Soap sprays can also damage plants and soil when used in excess. Regular use on plants can break down the protective waxy coating on plant leaves, a bit like breaking down the skin on our bodies or the paintwork on cars – not a good practice. Do a test spray first. Try one or two leaves and leave it for a few days to observe the results before spraying the whole plant.
Choose a soap that is made from caustic potash and not caustic soda or use a ‘Pure’ soap. Grate about 60 grams of the soap (with a cheese or vegetable grater), into a nine litre bucket of water, then swish the water until it is frothy. Pour into a watering can and spray on to affected plants.
SOAP and BAKING SODA (BiCarb Soda)
can be used as an anti-fungal spray. Try using it against downy mildew, black spot and fungal rusts. Again, be mindful of human and plant protection. Do a spot test (on the plant, not yourself) and cover up, especially the eyes, when using the mixture. Also, do not use on a hot day.

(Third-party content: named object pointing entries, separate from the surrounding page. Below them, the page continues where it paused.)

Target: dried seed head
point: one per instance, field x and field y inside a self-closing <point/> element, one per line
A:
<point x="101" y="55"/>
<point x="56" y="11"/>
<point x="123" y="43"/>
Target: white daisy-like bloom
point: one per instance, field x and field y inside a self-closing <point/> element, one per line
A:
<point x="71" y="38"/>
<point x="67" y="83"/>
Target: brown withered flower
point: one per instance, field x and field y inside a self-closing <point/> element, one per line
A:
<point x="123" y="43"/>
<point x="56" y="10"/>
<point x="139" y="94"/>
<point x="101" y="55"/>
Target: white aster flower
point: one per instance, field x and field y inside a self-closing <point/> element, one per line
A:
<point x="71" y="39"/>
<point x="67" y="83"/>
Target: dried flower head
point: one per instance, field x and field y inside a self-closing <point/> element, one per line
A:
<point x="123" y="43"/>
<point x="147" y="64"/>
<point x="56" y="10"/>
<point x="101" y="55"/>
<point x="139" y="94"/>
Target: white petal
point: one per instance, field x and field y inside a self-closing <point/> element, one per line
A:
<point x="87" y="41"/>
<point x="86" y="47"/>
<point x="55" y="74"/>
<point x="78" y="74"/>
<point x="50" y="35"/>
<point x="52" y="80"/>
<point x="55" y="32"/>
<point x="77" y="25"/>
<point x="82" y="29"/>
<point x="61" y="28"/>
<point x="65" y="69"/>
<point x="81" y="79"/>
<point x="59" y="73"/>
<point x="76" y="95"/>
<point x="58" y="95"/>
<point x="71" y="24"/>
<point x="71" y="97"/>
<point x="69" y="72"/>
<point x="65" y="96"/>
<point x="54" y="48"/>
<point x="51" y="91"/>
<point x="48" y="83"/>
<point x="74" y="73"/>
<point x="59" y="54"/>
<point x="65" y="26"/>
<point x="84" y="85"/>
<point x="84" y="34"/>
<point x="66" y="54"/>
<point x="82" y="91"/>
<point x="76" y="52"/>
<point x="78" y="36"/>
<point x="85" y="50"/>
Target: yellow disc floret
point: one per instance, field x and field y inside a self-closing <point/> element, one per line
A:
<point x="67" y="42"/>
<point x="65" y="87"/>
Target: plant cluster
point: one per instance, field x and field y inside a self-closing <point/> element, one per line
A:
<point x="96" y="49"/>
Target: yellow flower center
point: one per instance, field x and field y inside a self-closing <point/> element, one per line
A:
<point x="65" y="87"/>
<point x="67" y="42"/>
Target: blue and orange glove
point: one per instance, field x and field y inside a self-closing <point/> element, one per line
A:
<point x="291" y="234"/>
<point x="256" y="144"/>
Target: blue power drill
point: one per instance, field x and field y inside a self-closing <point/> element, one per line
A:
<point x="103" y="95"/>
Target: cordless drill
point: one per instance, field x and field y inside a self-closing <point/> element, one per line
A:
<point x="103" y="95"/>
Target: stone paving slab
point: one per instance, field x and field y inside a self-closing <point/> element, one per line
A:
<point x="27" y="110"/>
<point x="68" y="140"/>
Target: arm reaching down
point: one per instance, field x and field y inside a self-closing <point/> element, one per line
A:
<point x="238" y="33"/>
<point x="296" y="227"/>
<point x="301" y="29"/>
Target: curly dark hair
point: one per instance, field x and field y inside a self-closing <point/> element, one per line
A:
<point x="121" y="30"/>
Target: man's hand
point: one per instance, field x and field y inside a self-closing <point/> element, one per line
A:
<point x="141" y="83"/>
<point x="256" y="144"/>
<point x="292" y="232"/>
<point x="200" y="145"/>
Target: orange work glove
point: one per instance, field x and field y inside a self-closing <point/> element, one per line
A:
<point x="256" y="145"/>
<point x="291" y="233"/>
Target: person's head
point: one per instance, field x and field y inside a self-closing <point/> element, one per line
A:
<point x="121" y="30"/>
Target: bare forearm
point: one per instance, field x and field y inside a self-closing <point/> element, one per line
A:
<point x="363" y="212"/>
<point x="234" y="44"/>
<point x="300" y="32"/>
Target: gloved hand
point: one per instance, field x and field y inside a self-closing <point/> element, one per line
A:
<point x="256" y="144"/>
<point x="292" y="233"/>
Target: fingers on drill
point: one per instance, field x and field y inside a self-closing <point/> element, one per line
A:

Dissolve about 150 grams of baking soda in the 9 litre bucket of water, and then add the soap (60 grams). Use as described above.
COOKING OIL
is often used to make a white oil solution to treat scale insects. Never use this spray if the temperature rises above 24°C (75°F) and stays there for three or four days after spraying. For some gardeners, that will mean NO spraying during the summer months.
Add one cup of water and two cups of cooking oil to a blender and mix until you get a milky white solution. This is the ‘concentrate’, which is then diluted with more water at the rate of 20 to 70 ml of concentrate per litre of water. This mixture separates out quite quickly so must be used strait away. Do not make any more than you need for an application.
MILK SPRAYS have been used as a chemical alternative for black spot on roses, for – like – forever. Does it work? That depends on who you ask. The milk and water spray has a number of uses, but the main use is, as a fungicide. It is also apparently a good spray for treating mildew on cucurbits.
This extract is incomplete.